On one hand, standardizing organizations such as NIST and ISO provide thorough and well recognized references like the NIST Cybersecurity Framework, ISO 27001 and ISO 21827. These standards have either stood the test of time or have been periodically updated. We consider these standards as an important body of knowledge and procedures for our studies. We position ourselves as an extension of these standards providing the method to guide implementation that is out of their scope. On the other hand, academia has also produced countless information security maturity models such as SOASMM for SOA architecture [9], MMISS-SME [10] for small and medium enterprises, CCSMM for American governmental entities [11] or ISMM-PCI [12] for the payment card industry. Through our systematic literature review [1], we became aware of the lack of implementation and validation results for academic security maturity models. We also perceived that the academic shift towards specialization is also related to the implementation issue, hence why our solution intervenes at the implementation phase.

This implementation issue was due to the impact of human behavior on information security as asserted by both academia and standardizing organizations. According to research [13], human resources are considered the weakest link in securing information systems. In studying the impact of habits in following security policy [14], the authors highlight the effect of individual beliefs, thoughts, actions, attitudes, awareness, and training among others on policy compliance. ISO 27001 and 21827 standards also emphasize the importance of awareness building and skill development for all interested parties. In addition, as system complexity also entails more stakeholders, responsibilities become pervasive and contain multiple levels of accountability. In this context, the problem, firstly, is that actors have difficulties proficiently managing their responsibilities within their own scope of action. While the standard recommendations are clear, organizations have difficulties down-scaling them into actionable tasks and responsibilities [15]. Secondly, managers don’t have a multi-scale visibility over the system to insure monitoring adapted to scalability. In fact, we currently rely on individual manager capability for tracking tasks using natural language management tools and renowned methods such as responsibility assignment matrices [16].

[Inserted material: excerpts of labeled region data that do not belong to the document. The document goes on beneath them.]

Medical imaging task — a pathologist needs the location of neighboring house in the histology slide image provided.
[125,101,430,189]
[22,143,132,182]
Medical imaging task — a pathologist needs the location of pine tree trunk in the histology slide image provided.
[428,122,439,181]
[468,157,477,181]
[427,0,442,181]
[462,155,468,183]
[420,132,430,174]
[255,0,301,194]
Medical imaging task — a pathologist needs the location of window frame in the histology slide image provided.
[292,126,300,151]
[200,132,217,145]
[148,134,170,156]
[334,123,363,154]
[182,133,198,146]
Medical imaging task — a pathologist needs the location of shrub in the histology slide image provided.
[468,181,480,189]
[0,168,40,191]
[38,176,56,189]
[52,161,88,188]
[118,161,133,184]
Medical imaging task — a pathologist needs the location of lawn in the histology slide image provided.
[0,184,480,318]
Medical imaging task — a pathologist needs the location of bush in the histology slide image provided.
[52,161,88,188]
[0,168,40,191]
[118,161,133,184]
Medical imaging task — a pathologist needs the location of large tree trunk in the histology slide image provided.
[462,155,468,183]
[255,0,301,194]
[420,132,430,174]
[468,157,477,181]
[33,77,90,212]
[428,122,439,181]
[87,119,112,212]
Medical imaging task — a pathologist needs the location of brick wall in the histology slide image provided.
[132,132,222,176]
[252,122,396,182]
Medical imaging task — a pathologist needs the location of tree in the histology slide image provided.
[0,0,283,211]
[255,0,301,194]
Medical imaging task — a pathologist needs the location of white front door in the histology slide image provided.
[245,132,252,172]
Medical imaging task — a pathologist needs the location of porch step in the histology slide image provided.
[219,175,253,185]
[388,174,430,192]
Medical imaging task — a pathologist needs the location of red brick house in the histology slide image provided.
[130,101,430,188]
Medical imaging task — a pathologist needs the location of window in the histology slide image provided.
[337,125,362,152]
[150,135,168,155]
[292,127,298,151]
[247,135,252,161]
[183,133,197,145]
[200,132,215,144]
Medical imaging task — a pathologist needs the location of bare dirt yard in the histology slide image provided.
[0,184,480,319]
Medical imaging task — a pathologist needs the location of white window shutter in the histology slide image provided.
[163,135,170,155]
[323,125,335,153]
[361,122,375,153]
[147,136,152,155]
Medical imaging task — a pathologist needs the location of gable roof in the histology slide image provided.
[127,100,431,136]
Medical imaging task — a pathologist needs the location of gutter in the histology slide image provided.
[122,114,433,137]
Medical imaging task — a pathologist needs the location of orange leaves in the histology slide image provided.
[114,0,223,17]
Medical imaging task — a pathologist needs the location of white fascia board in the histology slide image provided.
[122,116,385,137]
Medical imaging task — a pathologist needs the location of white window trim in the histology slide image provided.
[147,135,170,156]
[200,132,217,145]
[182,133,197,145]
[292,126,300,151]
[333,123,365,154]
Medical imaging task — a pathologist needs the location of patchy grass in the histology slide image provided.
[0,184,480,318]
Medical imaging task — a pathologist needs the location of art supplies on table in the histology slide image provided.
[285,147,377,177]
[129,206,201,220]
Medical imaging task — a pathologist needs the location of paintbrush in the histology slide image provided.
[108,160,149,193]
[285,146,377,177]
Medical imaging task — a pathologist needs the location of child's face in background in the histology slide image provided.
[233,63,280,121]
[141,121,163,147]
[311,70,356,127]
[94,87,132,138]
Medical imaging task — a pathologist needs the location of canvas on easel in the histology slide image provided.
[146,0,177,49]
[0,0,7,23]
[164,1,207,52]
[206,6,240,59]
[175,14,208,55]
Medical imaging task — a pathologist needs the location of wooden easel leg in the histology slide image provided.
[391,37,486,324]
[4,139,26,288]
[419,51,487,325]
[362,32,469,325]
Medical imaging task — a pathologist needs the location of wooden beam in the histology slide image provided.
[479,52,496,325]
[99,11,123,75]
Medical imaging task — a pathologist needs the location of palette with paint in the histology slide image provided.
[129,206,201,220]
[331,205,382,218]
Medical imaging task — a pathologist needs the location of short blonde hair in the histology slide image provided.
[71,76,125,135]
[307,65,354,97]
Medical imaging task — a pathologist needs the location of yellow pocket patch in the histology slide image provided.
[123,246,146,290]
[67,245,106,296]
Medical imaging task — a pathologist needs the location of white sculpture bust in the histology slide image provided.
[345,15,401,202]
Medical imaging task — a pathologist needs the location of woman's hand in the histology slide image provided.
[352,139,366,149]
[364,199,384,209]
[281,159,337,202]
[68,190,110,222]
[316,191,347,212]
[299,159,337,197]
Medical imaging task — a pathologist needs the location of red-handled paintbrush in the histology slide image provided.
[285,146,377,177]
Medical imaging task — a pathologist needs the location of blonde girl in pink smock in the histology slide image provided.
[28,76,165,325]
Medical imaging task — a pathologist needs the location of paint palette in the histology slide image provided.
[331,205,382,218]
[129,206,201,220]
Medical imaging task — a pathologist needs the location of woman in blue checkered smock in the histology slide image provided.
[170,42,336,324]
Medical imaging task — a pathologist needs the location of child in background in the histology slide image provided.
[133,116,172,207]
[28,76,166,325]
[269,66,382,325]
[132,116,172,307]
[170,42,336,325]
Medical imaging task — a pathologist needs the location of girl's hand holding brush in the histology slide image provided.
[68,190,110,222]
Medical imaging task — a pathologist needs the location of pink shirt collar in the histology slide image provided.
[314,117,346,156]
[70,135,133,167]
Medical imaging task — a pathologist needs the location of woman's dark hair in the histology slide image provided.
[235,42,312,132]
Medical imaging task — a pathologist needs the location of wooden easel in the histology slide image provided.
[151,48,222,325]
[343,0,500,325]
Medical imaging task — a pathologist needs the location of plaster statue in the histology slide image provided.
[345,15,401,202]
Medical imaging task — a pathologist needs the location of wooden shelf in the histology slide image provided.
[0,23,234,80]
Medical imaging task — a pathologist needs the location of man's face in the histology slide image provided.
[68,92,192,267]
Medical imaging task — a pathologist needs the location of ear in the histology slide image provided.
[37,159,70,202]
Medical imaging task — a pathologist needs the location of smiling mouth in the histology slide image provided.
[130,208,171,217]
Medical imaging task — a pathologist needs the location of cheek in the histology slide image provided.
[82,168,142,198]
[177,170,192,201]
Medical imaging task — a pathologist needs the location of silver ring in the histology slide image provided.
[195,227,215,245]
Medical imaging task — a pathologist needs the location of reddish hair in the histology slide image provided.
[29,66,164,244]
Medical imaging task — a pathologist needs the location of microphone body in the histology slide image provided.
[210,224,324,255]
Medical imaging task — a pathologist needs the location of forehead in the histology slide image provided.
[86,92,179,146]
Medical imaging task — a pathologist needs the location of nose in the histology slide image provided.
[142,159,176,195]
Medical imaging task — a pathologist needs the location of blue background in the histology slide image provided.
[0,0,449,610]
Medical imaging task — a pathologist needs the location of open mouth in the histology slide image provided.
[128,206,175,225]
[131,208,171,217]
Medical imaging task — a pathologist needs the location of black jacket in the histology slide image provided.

As the Design Science [17] method entails, the next step is the production of artifacts to put this knowledge to use. Our method aims to bridge this gap by addressing operational monitoring for security management with a scalable vision, focusing on human behavior. In their study of non-malicious security violations, the authors [18] clear up that while employees are goal centered, job performance is the end goal rather than security. Sharing this view, we perceive that providing managers with the adequate tool to operate is the way forward. Also, studies on the social impact on information security address the influence of external systems in their culture models [19] demonstrating the need for the multi-scale visibility our solution provides. Finally, formalizing human involvement in applying security processes as well as supporting diversity of security approaches through genericity are essential. In order to achieve this, we rely on the prevalent system modeling language SysML. As a matter of fact, several studies use SysML as their basis for security risk assessment [20], secure system design [21] for model transformations [22]. We share the same system engineering vision for security management as these studies to address a different aspect of security that is operational management. Other modeling languages such as KAOS [23] offer the possibility for responsibility modeling but lacks the formalism necessary for supervision. Whereas, our solution enables a formal and complete representation of security related information. As a result, it will help test and verification using OCL, allowing for day to day monitoring, the cornerstone of Agile’s [24] success in software engineering.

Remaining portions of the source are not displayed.